I have a Betta in 20 long with 7 Von Rio Tetras , 6 Harlequin Rasboras , 4 Cories and a German Blue Ram - > This is one extremely peaceful community tank... It's a pleasure to sit back and watch the happenings 

Before adding the Rasboras, I tried adding Red Rummynose Tetras. That did not go so well - they were stressing out the betta. 

Good luck with your tank!


----------



## BrittHenderson94 (Jan 4, 2015)

I am aware from other fish I have had in the past that fish in general can just be quite unpredictable. I had a school of Zebra Danio for the longest time. They were peaceful then all of a sudden, one decided it was going to go on this killing spree. And I still have this one in a separate tank because I don't want to just kill it. It's taken quite nicely to living by itself since anything else I put in with it winds up dead. 

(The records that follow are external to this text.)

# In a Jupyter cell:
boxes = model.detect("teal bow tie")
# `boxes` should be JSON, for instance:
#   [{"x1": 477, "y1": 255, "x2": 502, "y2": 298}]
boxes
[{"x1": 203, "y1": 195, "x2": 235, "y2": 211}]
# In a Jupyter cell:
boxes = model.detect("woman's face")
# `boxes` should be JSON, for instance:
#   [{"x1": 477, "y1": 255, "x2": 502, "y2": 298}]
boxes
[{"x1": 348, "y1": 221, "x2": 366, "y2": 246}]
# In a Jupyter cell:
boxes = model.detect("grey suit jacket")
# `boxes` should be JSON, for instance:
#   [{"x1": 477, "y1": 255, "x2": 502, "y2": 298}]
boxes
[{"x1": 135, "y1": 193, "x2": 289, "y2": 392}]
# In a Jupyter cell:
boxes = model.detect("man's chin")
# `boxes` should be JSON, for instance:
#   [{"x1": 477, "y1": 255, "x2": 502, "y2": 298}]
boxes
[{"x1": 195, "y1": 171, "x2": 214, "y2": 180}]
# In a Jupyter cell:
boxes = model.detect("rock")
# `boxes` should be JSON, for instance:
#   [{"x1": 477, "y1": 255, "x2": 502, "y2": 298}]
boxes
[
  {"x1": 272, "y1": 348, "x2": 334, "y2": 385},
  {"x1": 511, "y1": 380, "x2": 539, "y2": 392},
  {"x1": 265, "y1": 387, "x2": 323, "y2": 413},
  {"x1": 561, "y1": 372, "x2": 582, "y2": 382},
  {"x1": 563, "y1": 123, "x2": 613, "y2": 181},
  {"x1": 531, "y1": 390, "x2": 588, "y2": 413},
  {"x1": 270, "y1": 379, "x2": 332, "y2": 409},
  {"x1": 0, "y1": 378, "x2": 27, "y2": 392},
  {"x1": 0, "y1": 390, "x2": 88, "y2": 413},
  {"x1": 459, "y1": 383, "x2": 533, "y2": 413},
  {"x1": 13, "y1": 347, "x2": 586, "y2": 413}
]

Anyway, I am going back to it generally being hit and miss with having anything in with a Betta. I will be getting fish tomorrow and even though I am still quite undecided on what I will be getting, I am glad for all this feedback. The pet stores close to me are so useless for information. 

I may hold off on a Betta and just get other fish, or I may just get a Betta by itself. I just love them so much and miss having one, but with the bigger tank I feel like I need to put more in it, if that makes sense. 

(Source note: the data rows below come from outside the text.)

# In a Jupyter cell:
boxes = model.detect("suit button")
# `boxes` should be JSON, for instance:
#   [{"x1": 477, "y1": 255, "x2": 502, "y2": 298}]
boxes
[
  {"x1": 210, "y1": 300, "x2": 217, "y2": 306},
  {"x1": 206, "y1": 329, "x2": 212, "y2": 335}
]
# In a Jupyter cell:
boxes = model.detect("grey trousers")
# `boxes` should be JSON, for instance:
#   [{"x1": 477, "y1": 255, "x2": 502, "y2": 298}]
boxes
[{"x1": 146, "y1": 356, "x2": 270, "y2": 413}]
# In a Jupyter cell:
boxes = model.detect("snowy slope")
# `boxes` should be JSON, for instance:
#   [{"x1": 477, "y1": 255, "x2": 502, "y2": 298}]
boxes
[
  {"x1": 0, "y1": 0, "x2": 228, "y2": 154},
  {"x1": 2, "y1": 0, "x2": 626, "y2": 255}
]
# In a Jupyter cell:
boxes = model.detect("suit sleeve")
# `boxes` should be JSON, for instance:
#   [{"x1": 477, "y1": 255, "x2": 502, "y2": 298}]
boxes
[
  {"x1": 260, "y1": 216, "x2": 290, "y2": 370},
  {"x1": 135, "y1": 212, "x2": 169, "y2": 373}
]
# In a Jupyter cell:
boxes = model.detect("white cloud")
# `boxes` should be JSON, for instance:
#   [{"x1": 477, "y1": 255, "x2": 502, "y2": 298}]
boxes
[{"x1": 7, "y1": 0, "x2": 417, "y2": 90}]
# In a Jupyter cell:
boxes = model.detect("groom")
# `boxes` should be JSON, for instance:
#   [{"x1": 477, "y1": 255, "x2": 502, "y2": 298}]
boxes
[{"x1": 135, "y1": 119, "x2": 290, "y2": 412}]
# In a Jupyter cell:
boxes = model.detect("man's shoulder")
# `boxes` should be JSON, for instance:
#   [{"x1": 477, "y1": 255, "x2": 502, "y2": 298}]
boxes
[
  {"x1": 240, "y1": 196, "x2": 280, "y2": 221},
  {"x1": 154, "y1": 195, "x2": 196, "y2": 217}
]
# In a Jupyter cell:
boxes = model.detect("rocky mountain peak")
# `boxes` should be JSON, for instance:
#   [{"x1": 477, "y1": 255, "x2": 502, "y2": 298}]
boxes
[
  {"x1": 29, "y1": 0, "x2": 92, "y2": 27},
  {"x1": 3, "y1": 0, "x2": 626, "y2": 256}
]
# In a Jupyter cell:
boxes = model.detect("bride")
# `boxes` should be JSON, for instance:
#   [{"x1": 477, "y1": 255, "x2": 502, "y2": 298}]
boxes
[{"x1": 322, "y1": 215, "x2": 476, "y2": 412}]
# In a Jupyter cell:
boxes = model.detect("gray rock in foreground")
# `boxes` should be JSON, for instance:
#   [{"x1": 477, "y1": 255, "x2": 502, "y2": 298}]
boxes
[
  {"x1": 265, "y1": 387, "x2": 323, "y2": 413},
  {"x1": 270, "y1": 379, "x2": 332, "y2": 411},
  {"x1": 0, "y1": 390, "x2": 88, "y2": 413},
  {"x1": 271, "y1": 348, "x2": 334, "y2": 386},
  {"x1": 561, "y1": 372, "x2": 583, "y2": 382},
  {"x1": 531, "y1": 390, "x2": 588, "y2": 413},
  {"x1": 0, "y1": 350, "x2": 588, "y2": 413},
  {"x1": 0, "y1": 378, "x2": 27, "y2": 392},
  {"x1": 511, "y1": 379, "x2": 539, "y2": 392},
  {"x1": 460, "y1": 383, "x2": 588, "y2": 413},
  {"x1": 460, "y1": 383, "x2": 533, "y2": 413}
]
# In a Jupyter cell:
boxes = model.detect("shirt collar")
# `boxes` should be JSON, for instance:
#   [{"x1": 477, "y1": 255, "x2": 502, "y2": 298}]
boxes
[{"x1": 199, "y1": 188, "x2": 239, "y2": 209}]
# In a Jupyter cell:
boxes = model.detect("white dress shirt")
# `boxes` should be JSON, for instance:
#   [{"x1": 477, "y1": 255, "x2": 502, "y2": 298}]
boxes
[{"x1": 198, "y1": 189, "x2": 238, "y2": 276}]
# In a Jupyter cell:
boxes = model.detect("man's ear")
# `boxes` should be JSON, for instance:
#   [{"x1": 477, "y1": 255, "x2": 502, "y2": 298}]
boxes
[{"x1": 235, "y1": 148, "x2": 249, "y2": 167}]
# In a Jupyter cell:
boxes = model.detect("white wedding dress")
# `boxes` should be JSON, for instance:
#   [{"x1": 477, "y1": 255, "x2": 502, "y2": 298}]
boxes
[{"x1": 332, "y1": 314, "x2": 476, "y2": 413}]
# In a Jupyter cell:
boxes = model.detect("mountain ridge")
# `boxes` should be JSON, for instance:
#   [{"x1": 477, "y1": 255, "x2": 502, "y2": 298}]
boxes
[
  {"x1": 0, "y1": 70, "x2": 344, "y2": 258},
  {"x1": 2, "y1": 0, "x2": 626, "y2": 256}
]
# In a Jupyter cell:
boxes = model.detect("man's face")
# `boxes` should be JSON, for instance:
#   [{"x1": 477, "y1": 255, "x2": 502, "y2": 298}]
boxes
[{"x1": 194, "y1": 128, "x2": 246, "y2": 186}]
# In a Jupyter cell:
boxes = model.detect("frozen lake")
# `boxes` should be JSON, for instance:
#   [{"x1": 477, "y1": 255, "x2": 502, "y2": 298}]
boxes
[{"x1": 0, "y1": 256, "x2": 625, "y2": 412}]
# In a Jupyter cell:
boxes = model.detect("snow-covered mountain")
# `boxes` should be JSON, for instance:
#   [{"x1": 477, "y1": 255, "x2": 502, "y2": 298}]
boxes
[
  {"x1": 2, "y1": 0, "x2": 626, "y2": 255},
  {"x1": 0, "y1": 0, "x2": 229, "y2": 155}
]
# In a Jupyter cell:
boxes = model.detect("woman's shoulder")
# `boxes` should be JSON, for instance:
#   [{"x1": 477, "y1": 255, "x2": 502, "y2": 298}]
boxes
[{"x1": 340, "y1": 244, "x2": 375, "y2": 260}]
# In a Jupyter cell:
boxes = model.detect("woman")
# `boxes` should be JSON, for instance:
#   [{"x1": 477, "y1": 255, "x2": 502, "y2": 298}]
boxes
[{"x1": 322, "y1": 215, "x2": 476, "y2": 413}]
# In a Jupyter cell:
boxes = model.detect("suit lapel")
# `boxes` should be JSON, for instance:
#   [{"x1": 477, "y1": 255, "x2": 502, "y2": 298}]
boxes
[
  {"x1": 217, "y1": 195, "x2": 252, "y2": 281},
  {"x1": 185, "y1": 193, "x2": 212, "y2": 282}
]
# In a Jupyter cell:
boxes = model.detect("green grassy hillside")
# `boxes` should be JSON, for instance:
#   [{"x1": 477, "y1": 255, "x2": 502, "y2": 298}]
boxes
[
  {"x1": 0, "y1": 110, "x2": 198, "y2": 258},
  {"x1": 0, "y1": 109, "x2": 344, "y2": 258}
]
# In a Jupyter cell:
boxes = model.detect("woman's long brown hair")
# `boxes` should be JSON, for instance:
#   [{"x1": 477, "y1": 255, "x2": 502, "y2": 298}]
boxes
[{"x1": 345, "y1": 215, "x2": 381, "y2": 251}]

I will be sure to let you all know what I end up doing tomorrow


----------



## ellekay (Nov 11, 2014)

I thought about doing a community with a betta, and ended up buying two betta (a baby and an adult). Each are in their own tanks right now, and platy inhabit the 10g at the moment (until this week when the filter for the 29g comes in). Once I move the platy to the 29g to start the community, I'm splitting the 10g and putting the betta in there. I plan on using a divider that tetra and other small fish can still use.

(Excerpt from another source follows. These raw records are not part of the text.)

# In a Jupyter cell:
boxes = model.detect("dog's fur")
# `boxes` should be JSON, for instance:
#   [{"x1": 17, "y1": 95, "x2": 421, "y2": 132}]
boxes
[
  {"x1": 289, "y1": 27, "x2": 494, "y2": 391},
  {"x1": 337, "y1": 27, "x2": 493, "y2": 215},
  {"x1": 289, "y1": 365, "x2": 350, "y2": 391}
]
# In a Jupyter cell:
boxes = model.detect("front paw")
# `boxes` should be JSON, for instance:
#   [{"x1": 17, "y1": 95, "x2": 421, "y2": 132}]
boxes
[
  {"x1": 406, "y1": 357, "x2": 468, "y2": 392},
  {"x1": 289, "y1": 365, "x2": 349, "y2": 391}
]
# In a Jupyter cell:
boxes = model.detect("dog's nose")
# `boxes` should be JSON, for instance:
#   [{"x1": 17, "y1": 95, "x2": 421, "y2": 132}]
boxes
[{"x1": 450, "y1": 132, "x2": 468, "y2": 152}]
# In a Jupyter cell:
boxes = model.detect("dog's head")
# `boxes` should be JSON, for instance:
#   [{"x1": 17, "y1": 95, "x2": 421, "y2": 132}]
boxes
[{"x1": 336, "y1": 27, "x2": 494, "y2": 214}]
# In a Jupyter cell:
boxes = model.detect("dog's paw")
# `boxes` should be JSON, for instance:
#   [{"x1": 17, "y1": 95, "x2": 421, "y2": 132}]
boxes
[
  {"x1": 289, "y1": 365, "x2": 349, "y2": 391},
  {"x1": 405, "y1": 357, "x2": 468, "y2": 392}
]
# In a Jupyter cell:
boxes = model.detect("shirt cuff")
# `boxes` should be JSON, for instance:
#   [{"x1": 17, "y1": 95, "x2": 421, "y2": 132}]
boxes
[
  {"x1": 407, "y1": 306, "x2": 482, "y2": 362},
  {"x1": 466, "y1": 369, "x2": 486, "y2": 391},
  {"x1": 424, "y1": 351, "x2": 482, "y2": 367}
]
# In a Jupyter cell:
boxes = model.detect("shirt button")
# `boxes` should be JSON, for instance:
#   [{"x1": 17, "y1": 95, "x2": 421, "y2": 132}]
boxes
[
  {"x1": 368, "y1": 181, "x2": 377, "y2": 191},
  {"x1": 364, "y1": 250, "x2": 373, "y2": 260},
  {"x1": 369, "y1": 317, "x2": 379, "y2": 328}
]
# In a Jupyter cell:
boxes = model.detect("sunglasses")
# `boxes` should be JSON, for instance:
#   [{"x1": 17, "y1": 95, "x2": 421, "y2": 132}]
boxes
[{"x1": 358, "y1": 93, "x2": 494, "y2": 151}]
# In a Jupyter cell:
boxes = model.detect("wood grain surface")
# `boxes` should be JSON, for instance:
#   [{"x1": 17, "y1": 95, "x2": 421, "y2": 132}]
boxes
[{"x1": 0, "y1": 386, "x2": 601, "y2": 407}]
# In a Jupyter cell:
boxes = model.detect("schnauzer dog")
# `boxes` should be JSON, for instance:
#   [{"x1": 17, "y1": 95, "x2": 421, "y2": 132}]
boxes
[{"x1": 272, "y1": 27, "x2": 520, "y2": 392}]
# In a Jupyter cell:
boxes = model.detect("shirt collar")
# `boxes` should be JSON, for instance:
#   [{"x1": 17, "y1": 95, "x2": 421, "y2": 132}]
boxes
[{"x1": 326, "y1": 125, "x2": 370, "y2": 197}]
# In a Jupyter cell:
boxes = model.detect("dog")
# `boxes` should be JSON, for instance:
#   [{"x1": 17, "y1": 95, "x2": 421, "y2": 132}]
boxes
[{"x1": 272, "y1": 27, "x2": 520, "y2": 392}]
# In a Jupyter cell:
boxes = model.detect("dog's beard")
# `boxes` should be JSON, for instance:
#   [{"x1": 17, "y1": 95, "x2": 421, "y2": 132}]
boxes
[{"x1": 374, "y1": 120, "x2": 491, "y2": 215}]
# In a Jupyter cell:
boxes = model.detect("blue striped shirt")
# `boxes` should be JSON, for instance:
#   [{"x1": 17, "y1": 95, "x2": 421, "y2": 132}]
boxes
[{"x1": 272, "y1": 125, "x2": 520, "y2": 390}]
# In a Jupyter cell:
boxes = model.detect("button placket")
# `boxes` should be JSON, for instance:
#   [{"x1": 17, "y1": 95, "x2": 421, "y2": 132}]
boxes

It does depend on the breed and the personalities of each fish as to whether they will tolerate tankmates. It is always a risk putting any fish in a tank together, even in the same species. As long as you are aware of all risks involved and are prepared to react accordingly, you're fine.

Happy fish shopping!


----------



## JessikaSky (Sep 6, 2014)

My friend has two of her male bettas in with tetras one is in with black tetras and the other with normal, she had her normal tetras in with her eldest fish and had, had them in his tank for a year now maybe two, and wanted to change things up so she swapped the normal tetras and put them into a new tank with a new betta and he was flaring and following them around so she swapped them and put black tetras in the new bettas tank and everything seemed to be fine. 

I think it's a bit of a hit or miss, I don't have any tank mates for my boys but I have their tanks next to each other with a magazine down the side so they can't see each other and remove it on occasion so they can, only for half an hour a day one of my boys couldn't care less, he's like "Oh another male betta, awesome, how boring human, feed me instead please"


----------



## BrittHenderson94 (Jan 4, 2015)

ellekay: omg why did I not think of a divider?!

JessikaSky: "Oh another male betta, awesome, how boring human, feed me instead please" Betta of the cat world right there


----------



## BrittHenderson94 (Jan 4, 2015)

Did not end up getting a Betta. They all looked pretty sickly :l Instead I got 3 black Molly, 3 albino corys (although one has not moved since we got home so I am worried he's dead), 6 cardinal tetra, and a butterfly hillstream loach which will be kept in my other tank that holds the serial killer Danio until my new tank begins to grow algae.


----------



## ellekay (Nov 11, 2014)

Yeah RussellTheShihTzu has done some for her tank out of acrylic (like from Home Depot/Lowes) and drilled a certain size hole in them so the little fish (like tetra and guppies) could get through but the betta couldn't. You'd have to ask her the specifics. I know she posted it somewhere, but I'm not about to search the site for it


----------



## JessikaSky (Sep 6, 2014)

BrittHenderson94 said:


> ellekay: omg why did I not think of a divider?!
> 
> JessikaSky: "Oh another male betta, awesome, how boring human, feed me instead please" Betta of the cat world right there


Hahaha! yes  
He really just doesn't care.. if only he was orange I would totally change his name to Garfield :lol:


----------